するのは、彼女が持って来た資料や取ったメモを処分する事だ。
「あら、良いのかしら?」
「本人からのお話ではありませんので」
そんな資料を残しておいても仕方が無い。
紙類を纏めて持つと、半ば時間を無駄にしてしまった苛立ちと共に、シュレッダーへとかけた。

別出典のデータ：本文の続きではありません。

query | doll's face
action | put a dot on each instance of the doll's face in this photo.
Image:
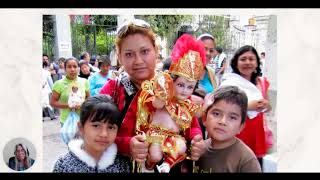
(74, 89)
(183, 88)
(20, 153)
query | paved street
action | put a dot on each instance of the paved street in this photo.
(53, 147)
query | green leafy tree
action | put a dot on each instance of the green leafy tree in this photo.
(218, 26)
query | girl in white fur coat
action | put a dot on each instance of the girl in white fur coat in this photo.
(95, 151)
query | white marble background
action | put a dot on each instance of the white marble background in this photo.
(298, 81)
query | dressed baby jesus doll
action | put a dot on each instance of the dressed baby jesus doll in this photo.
(75, 98)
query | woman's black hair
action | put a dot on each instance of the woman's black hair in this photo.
(100, 108)
(69, 59)
(235, 59)
(104, 59)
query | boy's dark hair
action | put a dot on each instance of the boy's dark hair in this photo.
(100, 108)
(219, 49)
(233, 95)
(104, 59)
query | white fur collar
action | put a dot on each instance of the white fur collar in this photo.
(105, 161)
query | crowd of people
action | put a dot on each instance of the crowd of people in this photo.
(185, 116)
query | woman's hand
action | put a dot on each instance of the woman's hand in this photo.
(261, 105)
(139, 148)
(158, 103)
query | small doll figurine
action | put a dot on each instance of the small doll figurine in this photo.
(75, 98)
(165, 110)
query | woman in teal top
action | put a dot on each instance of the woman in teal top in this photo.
(208, 83)
(63, 88)
(21, 160)
(98, 79)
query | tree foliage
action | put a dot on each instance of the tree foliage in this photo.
(218, 26)
(97, 38)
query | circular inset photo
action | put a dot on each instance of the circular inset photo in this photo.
(19, 154)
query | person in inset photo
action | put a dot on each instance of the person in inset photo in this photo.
(21, 161)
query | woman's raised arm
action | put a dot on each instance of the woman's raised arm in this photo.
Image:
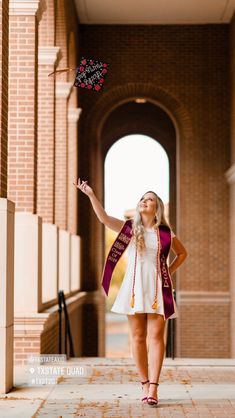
(109, 221)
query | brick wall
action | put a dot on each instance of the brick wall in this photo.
(185, 70)
(4, 20)
(22, 112)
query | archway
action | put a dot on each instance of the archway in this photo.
(115, 115)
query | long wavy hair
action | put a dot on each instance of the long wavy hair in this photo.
(138, 228)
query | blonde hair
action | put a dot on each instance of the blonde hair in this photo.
(138, 228)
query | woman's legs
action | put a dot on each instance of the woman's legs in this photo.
(156, 348)
(138, 328)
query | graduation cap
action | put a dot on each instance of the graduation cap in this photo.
(90, 74)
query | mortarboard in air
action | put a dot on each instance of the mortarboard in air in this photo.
(90, 74)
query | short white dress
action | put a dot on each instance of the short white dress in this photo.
(145, 280)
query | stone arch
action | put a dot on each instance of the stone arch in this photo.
(152, 93)
(92, 167)
(91, 127)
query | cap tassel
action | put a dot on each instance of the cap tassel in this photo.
(154, 305)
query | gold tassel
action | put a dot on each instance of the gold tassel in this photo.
(154, 305)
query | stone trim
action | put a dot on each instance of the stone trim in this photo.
(34, 324)
(63, 89)
(198, 298)
(27, 8)
(6, 205)
(230, 174)
(74, 114)
(49, 55)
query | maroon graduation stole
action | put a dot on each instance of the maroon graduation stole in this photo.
(164, 244)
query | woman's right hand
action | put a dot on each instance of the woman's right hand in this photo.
(84, 187)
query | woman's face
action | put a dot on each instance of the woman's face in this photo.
(148, 204)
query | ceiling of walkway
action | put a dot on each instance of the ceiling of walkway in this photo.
(154, 11)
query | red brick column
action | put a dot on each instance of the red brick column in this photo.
(231, 181)
(23, 58)
(73, 117)
(63, 90)
(48, 59)
(3, 95)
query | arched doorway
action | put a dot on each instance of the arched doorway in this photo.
(144, 166)
(146, 117)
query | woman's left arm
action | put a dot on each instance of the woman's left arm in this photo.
(180, 252)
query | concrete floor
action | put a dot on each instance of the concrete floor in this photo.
(110, 388)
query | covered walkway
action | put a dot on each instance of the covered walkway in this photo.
(189, 388)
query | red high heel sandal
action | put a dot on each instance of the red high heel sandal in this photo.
(144, 399)
(150, 399)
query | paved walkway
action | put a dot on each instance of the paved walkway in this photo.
(189, 388)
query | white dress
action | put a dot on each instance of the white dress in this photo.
(145, 280)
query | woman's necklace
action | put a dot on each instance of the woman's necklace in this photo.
(154, 305)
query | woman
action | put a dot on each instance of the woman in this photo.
(145, 295)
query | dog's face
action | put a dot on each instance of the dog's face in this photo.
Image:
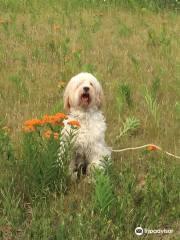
(82, 92)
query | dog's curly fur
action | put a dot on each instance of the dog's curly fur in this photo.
(83, 97)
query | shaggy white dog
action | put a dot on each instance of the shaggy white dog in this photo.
(83, 97)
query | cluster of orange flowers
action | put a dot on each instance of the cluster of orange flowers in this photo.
(56, 120)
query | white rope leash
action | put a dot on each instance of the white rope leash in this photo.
(150, 147)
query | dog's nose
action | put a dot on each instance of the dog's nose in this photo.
(86, 89)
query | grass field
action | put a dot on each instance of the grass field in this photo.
(134, 51)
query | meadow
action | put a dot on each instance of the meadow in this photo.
(133, 48)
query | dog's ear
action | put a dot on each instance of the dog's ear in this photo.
(99, 97)
(67, 105)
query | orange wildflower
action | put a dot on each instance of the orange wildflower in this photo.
(74, 123)
(47, 134)
(152, 147)
(56, 135)
(60, 116)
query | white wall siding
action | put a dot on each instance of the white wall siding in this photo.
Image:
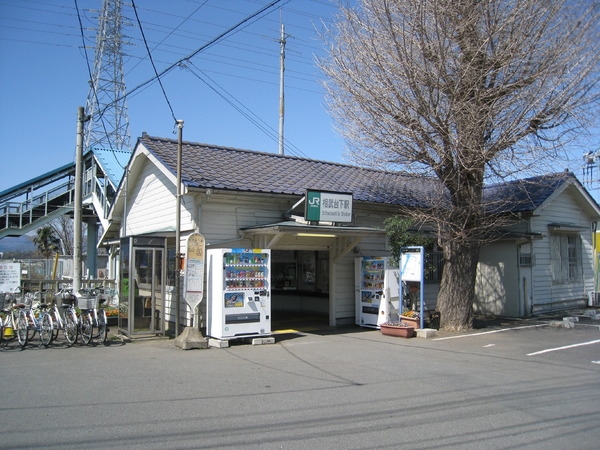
(151, 204)
(496, 286)
(548, 295)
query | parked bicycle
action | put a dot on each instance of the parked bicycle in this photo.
(9, 316)
(34, 319)
(93, 323)
(65, 320)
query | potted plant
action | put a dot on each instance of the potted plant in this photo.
(400, 329)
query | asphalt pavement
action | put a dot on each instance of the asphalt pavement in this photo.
(514, 384)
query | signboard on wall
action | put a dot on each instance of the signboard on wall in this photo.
(324, 206)
(411, 264)
(194, 270)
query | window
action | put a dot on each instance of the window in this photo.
(566, 257)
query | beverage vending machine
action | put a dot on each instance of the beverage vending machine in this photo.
(238, 292)
(377, 291)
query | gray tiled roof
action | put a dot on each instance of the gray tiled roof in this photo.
(226, 168)
(209, 166)
(526, 194)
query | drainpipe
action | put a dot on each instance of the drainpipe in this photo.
(178, 227)
(81, 119)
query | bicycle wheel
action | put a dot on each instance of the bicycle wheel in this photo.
(56, 321)
(22, 328)
(31, 327)
(46, 330)
(102, 328)
(70, 330)
(87, 329)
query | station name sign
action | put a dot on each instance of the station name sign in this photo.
(322, 206)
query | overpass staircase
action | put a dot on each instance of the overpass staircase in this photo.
(38, 201)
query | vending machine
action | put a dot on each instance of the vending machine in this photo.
(238, 293)
(377, 291)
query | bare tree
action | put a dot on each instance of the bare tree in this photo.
(466, 92)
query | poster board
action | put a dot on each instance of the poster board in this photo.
(10, 276)
(194, 270)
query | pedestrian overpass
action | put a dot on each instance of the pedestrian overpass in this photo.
(38, 201)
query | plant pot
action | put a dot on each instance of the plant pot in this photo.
(412, 321)
(399, 331)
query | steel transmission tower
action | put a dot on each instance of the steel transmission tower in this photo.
(109, 124)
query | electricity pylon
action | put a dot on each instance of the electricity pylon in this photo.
(109, 124)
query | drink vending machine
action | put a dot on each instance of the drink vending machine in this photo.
(238, 292)
(377, 291)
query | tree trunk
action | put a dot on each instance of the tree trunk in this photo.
(457, 289)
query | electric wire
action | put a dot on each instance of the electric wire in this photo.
(152, 61)
(243, 110)
(232, 30)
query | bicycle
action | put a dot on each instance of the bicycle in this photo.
(9, 317)
(66, 320)
(90, 318)
(34, 320)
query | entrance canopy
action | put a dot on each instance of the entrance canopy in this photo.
(292, 235)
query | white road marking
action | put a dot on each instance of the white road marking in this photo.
(489, 332)
(597, 341)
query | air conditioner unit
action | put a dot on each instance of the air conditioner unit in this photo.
(526, 260)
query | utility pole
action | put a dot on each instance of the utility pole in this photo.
(178, 226)
(281, 88)
(81, 119)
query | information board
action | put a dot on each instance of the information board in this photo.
(411, 264)
(10, 276)
(194, 270)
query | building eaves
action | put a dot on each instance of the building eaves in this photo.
(226, 168)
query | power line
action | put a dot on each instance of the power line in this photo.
(152, 60)
(232, 30)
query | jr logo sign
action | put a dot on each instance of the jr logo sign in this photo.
(328, 207)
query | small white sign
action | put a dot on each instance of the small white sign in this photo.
(411, 266)
(10, 276)
(194, 270)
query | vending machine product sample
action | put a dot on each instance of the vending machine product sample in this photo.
(238, 293)
(377, 291)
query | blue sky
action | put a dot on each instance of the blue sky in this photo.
(45, 77)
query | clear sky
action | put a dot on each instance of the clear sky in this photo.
(227, 94)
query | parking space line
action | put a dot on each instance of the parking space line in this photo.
(489, 332)
(597, 341)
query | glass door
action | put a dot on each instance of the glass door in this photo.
(148, 301)
(142, 294)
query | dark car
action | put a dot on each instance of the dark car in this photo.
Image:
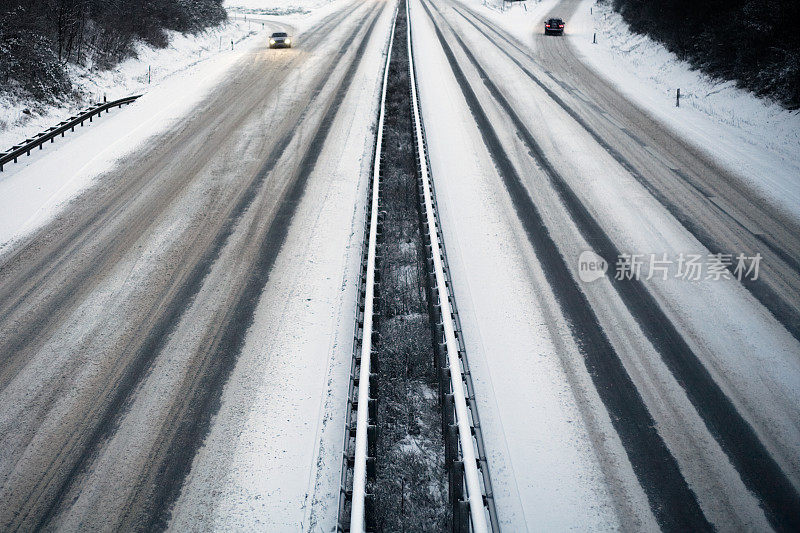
(553, 26)
(280, 40)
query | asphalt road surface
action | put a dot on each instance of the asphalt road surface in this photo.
(122, 320)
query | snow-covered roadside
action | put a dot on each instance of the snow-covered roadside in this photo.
(21, 118)
(750, 136)
(33, 190)
(753, 137)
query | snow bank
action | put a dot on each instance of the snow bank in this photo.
(752, 137)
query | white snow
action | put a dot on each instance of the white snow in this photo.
(128, 78)
(538, 415)
(34, 190)
(747, 351)
(755, 139)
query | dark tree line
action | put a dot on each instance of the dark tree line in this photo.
(754, 42)
(38, 38)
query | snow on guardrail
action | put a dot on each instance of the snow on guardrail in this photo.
(469, 448)
(13, 153)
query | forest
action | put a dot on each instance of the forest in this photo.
(40, 38)
(755, 43)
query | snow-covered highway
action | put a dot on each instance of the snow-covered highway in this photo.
(220, 252)
(609, 393)
(176, 339)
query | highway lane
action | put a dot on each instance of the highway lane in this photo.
(123, 319)
(595, 191)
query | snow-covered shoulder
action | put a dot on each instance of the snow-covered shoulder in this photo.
(752, 137)
(173, 80)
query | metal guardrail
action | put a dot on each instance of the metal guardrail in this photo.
(360, 437)
(471, 494)
(16, 151)
(471, 497)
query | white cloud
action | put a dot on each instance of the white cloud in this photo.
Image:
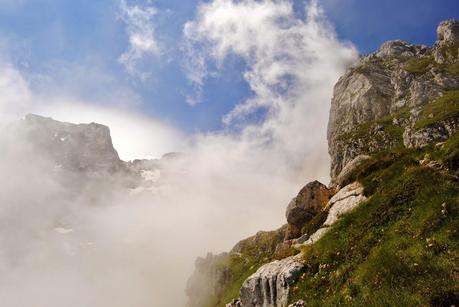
(142, 37)
(292, 65)
(233, 182)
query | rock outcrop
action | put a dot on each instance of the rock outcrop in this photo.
(82, 147)
(372, 101)
(270, 285)
(402, 96)
(309, 201)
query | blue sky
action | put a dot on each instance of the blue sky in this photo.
(77, 44)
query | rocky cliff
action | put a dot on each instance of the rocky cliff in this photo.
(380, 103)
(70, 146)
(384, 232)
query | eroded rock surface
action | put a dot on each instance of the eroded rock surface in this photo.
(270, 285)
(71, 146)
(347, 199)
(310, 201)
(372, 101)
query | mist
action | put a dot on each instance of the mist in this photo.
(71, 240)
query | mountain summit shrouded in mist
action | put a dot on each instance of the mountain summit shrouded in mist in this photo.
(137, 136)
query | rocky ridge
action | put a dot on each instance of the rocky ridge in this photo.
(396, 100)
(378, 103)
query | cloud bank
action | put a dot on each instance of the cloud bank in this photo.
(142, 37)
(109, 248)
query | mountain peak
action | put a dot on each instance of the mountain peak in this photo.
(448, 31)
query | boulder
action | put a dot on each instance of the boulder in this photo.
(310, 200)
(349, 168)
(344, 201)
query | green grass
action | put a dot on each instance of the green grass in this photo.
(400, 248)
(443, 108)
(245, 258)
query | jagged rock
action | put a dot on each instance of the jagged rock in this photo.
(347, 199)
(316, 236)
(300, 303)
(270, 285)
(75, 147)
(310, 200)
(344, 201)
(350, 167)
(398, 76)
(397, 48)
(416, 138)
(448, 32)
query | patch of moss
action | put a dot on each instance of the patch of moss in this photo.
(400, 248)
(443, 108)
(314, 224)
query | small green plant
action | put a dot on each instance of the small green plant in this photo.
(400, 248)
(444, 107)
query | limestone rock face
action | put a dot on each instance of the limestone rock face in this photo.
(270, 285)
(371, 104)
(350, 167)
(310, 200)
(448, 31)
(413, 138)
(344, 201)
(71, 146)
(347, 199)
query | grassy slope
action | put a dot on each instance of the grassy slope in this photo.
(398, 249)
(247, 256)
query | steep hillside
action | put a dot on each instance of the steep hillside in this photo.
(384, 232)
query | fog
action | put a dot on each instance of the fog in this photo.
(68, 240)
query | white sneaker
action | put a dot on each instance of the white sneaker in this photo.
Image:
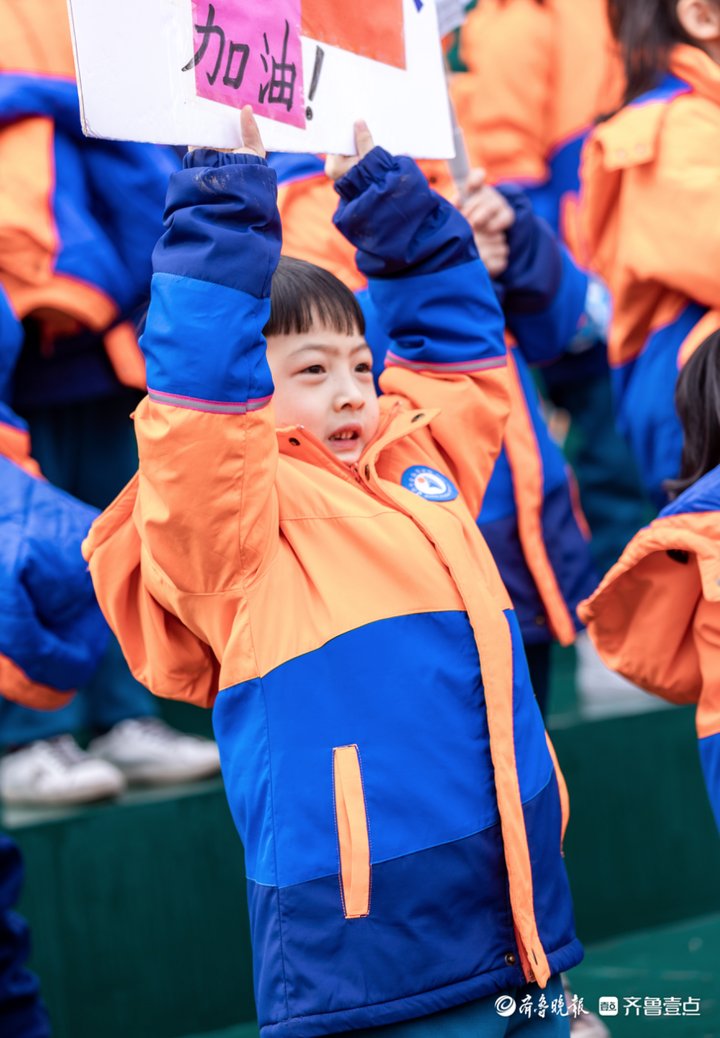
(56, 771)
(148, 752)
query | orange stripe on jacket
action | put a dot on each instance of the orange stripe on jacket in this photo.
(649, 208)
(353, 836)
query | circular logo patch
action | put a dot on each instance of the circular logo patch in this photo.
(428, 483)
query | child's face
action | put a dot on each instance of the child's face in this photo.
(324, 381)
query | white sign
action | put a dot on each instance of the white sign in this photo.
(176, 72)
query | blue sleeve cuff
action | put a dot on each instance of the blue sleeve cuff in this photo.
(211, 289)
(397, 223)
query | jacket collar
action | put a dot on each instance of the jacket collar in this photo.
(698, 70)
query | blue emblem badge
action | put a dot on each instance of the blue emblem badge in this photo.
(428, 483)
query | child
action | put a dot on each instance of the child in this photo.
(649, 215)
(325, 586)
(527, 518)
(656, 617)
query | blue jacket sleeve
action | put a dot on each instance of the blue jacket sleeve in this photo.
(543, 291)
(206, 437)
(211, 288)
(51, 624)
(425, 279)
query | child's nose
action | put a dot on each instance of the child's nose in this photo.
(349, 395)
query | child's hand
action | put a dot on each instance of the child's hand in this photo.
(337, 165)
(252, 142)
(490, 216)
(485, 209)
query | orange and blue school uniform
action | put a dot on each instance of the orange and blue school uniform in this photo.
(52, 632)
(529, 515)
(537, 77)
(656, 616)
(649, 212)
(78, 216)
(384, 759)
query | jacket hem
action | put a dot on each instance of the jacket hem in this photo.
(415, 1006)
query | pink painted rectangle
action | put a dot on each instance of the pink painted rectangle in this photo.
(248, 53)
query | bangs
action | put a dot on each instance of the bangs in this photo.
(303, 296)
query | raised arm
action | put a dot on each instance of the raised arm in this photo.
(205, 510)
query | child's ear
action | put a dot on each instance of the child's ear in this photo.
(700, 19)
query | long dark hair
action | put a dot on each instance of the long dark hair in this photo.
(697, 403)
(646, 31)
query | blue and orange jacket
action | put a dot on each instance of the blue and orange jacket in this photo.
(649, 221)
(52, 632)
(529, 514)
(537, 77)
(656, 616)
(78, 217)
(384, 758)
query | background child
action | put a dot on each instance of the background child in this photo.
(656, 616)
(400, 817)
(651, 219)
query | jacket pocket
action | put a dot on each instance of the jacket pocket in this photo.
(353, 835)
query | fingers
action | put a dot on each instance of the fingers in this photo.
(494, 252)
(475, 181)
(487, 211)
(337, 165)
(249, 131)
(363, 138)
(252, 141)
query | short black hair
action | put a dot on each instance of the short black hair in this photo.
(697, 403)
(303, 295)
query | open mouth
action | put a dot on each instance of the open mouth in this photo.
(345, 437)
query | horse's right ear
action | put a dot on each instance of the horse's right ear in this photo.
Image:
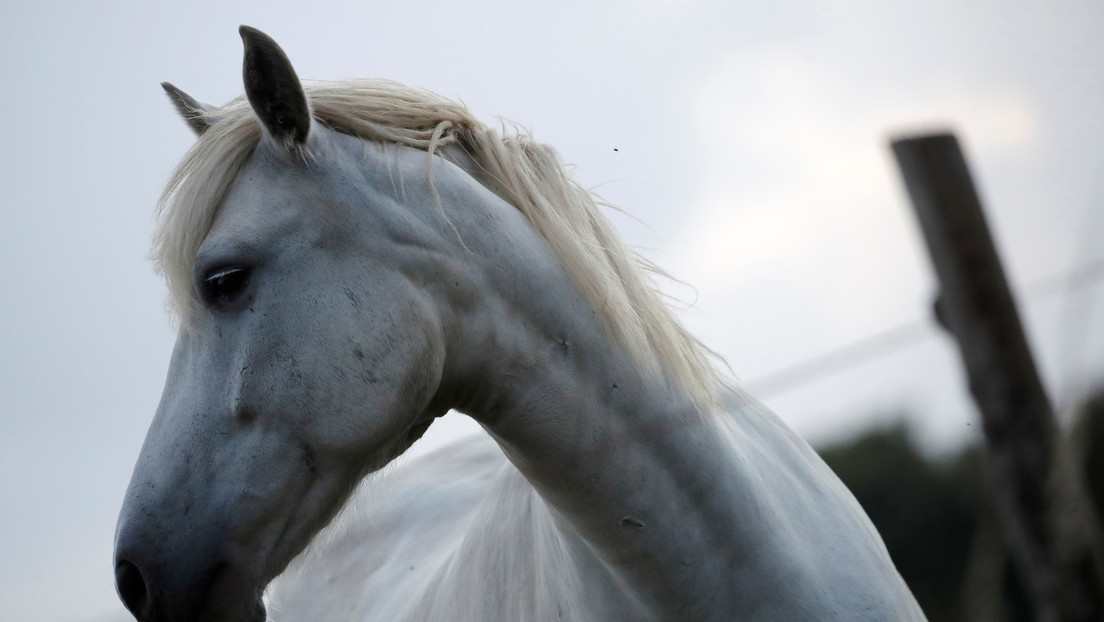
(274, 90)
(193, 112)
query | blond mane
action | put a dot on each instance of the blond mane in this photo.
(530, 177)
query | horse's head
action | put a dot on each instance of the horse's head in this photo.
(311, 357)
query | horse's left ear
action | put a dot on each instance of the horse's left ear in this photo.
(274, 90)
(195, 114)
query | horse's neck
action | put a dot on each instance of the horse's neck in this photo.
(622, 459)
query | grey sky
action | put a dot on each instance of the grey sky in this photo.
(750, 138)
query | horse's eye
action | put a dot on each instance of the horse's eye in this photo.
(224, 286)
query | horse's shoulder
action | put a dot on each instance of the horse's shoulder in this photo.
(394, 535)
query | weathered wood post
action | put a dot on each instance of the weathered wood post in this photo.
(1047, 525)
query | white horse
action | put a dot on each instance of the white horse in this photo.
(349, 262)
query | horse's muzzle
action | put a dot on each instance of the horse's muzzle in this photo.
(209, 601)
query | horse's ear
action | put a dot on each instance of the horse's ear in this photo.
(193, 112)
(274, 90)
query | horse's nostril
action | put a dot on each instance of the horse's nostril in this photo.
(131, 587)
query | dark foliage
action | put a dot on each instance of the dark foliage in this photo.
(937, 518)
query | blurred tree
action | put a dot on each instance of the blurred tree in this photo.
(936, 516)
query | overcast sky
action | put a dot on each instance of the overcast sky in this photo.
(749, 138)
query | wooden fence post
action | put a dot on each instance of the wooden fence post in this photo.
(1047, 524)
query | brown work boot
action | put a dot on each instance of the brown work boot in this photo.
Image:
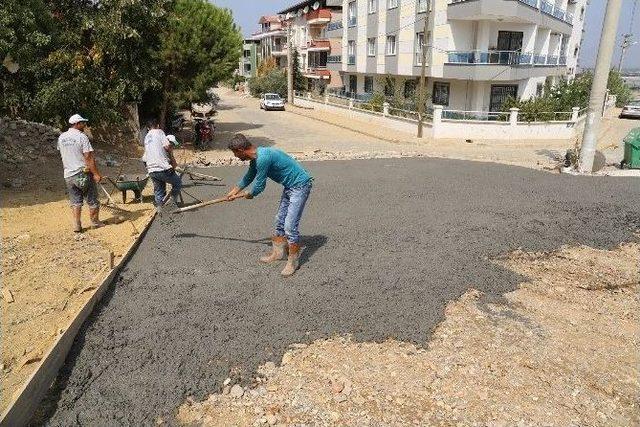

「因みに、本当の依頼者へは毛利探偵事務所をお勧めしておいたわ。貴女がここへ戻って来られるか分からない事だし」
・・・それは、そうだ。
ジンに会いに行くということは、生きて帰れる保証は無い。
そういう人間だということだけは、痛い程分かっていて。
「・・・・・・」
恐怖はある。
けれど、意外と冷静な自分でいるのは何故だろうか。
口を付けられなかったコーヒーを流しに捨てると、カップを洗って食器棚にしまい込んだ。
「・・・行きましょうか」
「随分と素直なのね」
私がそう声を掛けて出入口へと向かおうとすると、私に向けていた銃を下げて。
徐ろにワンピースの裾を持ち上げると、太ももに隠れていたガンホルダーへと、それを収めた。
「騒いだって、どうにもなりませんから」
そう答えてドアノブへと手をかけると、気乗りのしない外へと足を踏み出した。
「近くの駐車場に車を止めてます。案内しますね」
「・・・・・・」
外に出ると、先程までの雰囲気が嘘のように、ベルモットは依頼者の立花さんへと戻っていて。
そこにベルモットだった面影は、一切無い。
「どうかされました?」
「いえ・・・何でもないです。行きましょう」
白々しく小首を傾げられると、戸惑いを超えてため息が出る。
それくらいには、自分の中で落ち着きがきちんと居座ってくれていて。
それは彼女がベルモットだから・・・そして、これは本来の姿ではないから、というのもあるのだろうか。